Q3. Multiple solutions possible. AdHoc network is the most likely scenario. When all 50 boats are at sea and the try to go as far out as possible, they will cover an area of 50 * 0.25 sq. km => 12.5 sq. KM. i.e. the closest boat in this scenario is 5 km away from the dock. For communicating with traders a DTN approach may be used.

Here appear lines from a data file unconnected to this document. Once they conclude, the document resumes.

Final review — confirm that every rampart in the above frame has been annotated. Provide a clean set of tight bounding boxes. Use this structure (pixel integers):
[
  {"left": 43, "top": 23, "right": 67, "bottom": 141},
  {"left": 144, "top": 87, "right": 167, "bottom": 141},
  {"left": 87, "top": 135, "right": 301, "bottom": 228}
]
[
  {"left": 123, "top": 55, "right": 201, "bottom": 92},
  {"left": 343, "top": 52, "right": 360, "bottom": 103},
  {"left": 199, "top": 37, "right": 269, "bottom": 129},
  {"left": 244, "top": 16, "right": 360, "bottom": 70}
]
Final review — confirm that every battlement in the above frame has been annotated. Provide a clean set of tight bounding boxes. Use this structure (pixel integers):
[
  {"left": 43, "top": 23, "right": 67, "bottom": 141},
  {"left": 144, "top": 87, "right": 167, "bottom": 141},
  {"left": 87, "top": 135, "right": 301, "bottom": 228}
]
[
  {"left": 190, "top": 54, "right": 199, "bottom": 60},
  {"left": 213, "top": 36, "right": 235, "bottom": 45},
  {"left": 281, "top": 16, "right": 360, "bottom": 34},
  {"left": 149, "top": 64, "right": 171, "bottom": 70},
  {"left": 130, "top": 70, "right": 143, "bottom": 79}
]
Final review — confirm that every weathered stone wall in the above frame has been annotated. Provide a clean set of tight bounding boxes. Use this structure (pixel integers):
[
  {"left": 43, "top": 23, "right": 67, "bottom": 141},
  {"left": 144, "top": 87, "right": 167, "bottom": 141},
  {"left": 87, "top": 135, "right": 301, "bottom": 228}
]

A hired boat will provide the option of Message Ferrying (mule) – the boat can travel up to 3.5 KM into the sea, come back to 2.5 KM, go back to 3.5 Km and finally return to dock; thus it can provide a DTN connectivity. A. What type of network topology will you suggest to use in this scenario? AdHoc networks using AODV or similar routing working on top of the wireless infrastructure available in the boats. Possibly a computer with specialized NIC / adapter is also needed. At the dock, we will need to have a high power station (new infra) with possibly a transmit capacity to reach larger distances.
B. Neatly draw a diagram to capture your solution at 10 AM, 12:30 PM and 4 PM.
C. Do a costing for you solution (hardware elements, operational expenses, maintenance etc.) Computer with interface communication equipment: ~20K – 60 boats => 12 Lacs. Base station at the Jetty – approximate cost 3 lacs. Leasing a boat between 11:15 AM – 1:45 PM to connect distant boats by travelling up to 4 km into the sea- 500 per day => 1.8 Lacs. D. What will your typical packet size be? What routing protocol will you use? Typical packet size will be 512 bytes. Most of the communication is in the vicinity or with base station. Maximum hops to base station is 2-5 KMs. For MANET either of DSR/AODV or geographical routing can be used as we do not have power constraints. For DTN part, “knowledge based” approach can be used such that returning ships help complete the communication. E. What will be the biggest limitation / challenge for the network you have designed? Between 11 AM to 2 PM when the ships are away from the dock / base station, communication tends to become “delayed”. Also the available bandwidth of 64 kbps is quite low, when we add the fact that packets take around 5 hops to reach the base station, a 512 byte packet may see significant delay latency. Moreover at higher distances bit-errors imply that the content will need to be retransmitted or have adequate FEC provided. F. If it was possible to bring in extra investments of 20,000 per boat after a year of operating this network, what changes will you propose to your solution. Multiple answers: e.g. o Rather than ferry, we can deploy 4-5 throw boxes, which are always at sea and possibly use higher power communication with base station or deploy VSAT technology. o Upgrade the communication system in the boats such that range is increased and bit error rates drop. NOTE: VSAT is not a cost/performance feasible option especially because the geographical distance is quite small.